Perguntas frequentes
Que doença provoca queda de cabelo de repente, em falhas redondas
Quando a queda é súbita e em placas redondas, as hipóteses mais comuns são alopecia areata e micose do couro cabeludo. A primeira é autoimune e a segunda é infecciosa. Como podem parecer semelhantes, o ideal é avaliação com dermatoscopia e, se preciso, exame para fungos.
Que doença provoca queda de cabelo com comichão e descamação
Comichão e descamação apontam muitas vezes para dermatite seborreica, psoríase ou micose. A queda pode ser secundária à inflamação e ao ato de coçar. Se houver crostas, dor ou secreção, não esperes. Quanto mais cedo controlas a inflamação, melhor o prognóstico.
Que doença provoca queda de cabelo depois de uma infeção como COVID
Depois de infeções com febre, incluindo COVID-19, é comum acontecer eflúvio telógeno. A queda costuma começar 2 a 3 meses depois e pode durar vários meses. A maioria dos casos melhora com o tempo, mas vale confirmar ferro e tiroide, porque défices podem prolongar a recuperação.

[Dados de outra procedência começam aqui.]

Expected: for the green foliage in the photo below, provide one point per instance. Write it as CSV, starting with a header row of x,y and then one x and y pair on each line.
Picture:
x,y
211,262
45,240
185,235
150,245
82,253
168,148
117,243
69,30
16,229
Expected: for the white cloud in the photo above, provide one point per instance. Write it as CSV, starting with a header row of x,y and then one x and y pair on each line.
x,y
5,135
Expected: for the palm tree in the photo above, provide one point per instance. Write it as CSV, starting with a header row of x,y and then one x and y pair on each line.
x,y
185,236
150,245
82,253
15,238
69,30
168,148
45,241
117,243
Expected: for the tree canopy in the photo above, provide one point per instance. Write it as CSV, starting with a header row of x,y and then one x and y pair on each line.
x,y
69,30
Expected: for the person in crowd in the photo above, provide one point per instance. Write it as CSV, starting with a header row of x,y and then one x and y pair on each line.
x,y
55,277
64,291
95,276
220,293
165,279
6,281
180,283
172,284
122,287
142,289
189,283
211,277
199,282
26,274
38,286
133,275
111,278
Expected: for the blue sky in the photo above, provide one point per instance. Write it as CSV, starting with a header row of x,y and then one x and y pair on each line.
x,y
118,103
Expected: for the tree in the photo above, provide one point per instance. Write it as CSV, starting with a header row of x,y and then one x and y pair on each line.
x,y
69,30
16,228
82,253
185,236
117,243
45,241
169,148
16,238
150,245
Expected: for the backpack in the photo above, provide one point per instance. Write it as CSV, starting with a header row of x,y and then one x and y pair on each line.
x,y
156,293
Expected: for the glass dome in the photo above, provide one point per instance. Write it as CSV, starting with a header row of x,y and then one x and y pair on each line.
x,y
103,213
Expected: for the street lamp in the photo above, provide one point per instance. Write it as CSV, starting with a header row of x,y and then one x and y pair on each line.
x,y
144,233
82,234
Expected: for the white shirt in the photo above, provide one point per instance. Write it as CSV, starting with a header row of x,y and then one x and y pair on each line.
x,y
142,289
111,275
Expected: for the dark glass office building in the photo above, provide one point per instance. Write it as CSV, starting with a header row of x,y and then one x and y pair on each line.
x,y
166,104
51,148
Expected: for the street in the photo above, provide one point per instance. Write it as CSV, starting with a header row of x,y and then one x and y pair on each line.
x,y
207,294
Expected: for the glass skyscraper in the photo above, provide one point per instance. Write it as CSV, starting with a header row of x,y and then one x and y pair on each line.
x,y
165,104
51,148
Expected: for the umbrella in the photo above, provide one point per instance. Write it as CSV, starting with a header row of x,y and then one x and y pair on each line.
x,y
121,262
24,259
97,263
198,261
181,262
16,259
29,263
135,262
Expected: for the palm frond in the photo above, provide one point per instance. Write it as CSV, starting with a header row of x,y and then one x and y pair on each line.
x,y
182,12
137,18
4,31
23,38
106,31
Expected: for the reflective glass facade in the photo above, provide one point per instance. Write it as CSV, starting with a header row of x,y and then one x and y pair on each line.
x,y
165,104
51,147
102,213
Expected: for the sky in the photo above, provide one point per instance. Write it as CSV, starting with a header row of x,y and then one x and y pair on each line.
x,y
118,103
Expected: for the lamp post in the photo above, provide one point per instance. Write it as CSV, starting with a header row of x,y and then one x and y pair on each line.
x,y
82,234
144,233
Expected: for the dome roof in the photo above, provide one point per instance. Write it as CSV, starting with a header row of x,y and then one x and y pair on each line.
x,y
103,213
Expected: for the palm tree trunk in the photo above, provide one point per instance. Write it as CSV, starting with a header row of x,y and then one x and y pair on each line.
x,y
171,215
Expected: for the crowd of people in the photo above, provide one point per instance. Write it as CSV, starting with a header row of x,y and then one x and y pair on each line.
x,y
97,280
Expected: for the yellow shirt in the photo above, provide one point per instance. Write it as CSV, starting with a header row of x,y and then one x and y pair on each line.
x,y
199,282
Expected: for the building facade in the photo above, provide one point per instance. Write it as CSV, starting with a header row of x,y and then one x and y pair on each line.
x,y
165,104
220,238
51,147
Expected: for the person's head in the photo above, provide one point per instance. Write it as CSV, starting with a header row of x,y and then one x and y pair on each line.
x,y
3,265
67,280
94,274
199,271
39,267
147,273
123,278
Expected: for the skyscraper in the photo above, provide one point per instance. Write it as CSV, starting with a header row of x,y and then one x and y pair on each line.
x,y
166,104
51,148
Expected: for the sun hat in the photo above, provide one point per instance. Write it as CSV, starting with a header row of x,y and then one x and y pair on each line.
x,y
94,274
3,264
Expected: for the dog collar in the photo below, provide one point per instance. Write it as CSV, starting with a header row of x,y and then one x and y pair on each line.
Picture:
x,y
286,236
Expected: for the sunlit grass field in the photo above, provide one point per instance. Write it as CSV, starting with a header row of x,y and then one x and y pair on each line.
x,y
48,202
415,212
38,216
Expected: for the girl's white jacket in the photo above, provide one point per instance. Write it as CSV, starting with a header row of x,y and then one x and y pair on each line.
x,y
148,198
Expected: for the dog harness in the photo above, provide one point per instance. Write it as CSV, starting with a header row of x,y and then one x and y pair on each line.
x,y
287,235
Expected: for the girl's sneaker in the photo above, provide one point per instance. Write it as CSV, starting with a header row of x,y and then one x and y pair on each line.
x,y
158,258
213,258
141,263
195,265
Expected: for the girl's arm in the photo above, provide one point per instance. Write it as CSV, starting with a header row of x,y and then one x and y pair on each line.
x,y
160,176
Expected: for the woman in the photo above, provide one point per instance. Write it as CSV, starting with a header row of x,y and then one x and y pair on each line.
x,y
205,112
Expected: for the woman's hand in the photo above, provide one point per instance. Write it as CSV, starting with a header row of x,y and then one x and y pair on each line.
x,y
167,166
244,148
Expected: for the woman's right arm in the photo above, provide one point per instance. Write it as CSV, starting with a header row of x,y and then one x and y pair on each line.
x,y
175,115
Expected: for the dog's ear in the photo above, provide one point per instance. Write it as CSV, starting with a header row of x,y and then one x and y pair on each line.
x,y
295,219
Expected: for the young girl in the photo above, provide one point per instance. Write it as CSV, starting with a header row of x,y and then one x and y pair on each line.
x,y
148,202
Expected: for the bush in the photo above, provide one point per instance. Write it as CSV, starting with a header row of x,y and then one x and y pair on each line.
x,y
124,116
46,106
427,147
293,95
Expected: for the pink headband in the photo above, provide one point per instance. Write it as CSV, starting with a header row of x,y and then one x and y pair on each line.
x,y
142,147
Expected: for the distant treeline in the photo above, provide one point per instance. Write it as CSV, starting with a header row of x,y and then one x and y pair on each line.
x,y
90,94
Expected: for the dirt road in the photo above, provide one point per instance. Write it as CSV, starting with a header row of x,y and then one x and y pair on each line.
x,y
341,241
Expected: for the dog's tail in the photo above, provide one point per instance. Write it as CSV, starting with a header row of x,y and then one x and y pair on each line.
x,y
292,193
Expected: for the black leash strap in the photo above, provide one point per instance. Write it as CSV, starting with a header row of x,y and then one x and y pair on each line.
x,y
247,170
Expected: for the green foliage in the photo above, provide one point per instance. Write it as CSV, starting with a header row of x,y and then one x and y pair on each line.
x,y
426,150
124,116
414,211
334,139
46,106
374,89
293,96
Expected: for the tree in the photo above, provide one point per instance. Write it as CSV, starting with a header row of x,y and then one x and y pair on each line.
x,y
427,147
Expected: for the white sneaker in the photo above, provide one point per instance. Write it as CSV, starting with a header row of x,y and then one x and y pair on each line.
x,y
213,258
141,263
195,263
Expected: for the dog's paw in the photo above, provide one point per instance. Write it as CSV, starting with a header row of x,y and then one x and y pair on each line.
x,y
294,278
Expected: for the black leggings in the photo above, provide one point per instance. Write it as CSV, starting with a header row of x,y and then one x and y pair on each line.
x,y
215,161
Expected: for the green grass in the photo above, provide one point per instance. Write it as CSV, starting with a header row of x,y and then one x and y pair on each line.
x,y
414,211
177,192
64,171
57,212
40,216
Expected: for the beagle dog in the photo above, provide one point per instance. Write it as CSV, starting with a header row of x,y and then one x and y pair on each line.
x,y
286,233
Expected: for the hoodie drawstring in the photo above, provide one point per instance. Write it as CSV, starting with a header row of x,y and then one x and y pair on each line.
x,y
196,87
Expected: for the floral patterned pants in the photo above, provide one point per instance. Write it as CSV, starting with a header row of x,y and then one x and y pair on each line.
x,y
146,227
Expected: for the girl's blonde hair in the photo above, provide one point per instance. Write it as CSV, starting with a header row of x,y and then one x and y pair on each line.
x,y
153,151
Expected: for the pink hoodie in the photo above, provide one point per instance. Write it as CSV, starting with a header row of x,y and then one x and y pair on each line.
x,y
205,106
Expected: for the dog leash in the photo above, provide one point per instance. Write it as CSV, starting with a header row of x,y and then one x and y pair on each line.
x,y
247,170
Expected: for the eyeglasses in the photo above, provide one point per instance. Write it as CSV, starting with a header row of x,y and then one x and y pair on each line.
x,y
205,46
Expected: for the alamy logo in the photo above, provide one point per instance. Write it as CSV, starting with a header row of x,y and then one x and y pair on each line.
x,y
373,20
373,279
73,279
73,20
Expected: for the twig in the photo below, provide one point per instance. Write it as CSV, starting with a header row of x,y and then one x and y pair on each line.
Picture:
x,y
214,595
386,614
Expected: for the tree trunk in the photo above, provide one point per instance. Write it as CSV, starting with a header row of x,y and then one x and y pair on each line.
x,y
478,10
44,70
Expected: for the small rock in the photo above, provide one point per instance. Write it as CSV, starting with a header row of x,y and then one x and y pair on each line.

Que doença provoca queda de cabelo e cansaço ao mesmo tempo
Uma combinação típica é anemia por défice de ferro, mas também pode ser tiroide, défice de B12 ou doença inflamatória crónica. A queda é normalmente difusa e o cabelo fica mais frágil. Eu aconselho hemograma, ferritina e TSH como primeiro passo, para não andares a adivinhar.
Que doença provoca queda de cabelo e quando devo pensar em transplante
Várias doenças provocam queda, mas o transplante é mais indicado para alopecia androgenética estabilizada. Se a tua queda é recente, difusa ou acompanhada de inflamação, primeiro é essencial diagnosticar e tratar a causa. Transplante em queda ativa costuma dar resultados piores e expectativas frustradas.
Se estás a pesquisar que doença provoca queda de cabelo, é porque a tua intuição já te diz que não é só “uma fase”. A boa notícia é que muitas causas são tratáveis e reversíveis, especialmente quando o diagnóstico é cedo. A má notícia é que adiar, experimentar soluções aleatórias e ignorar sintomas no couro cabeludo costuma sair caro em tempo e densidade. O meu conselho, sem dramatizar: observa o padrão, identifica possíveis gatilhos e faz uma avaliação médica focada. Com um plano certo, a queda quase sempre fica mais controlável e, quando faz sentido, até o transplante pode entrar como passo final, não como primeiro.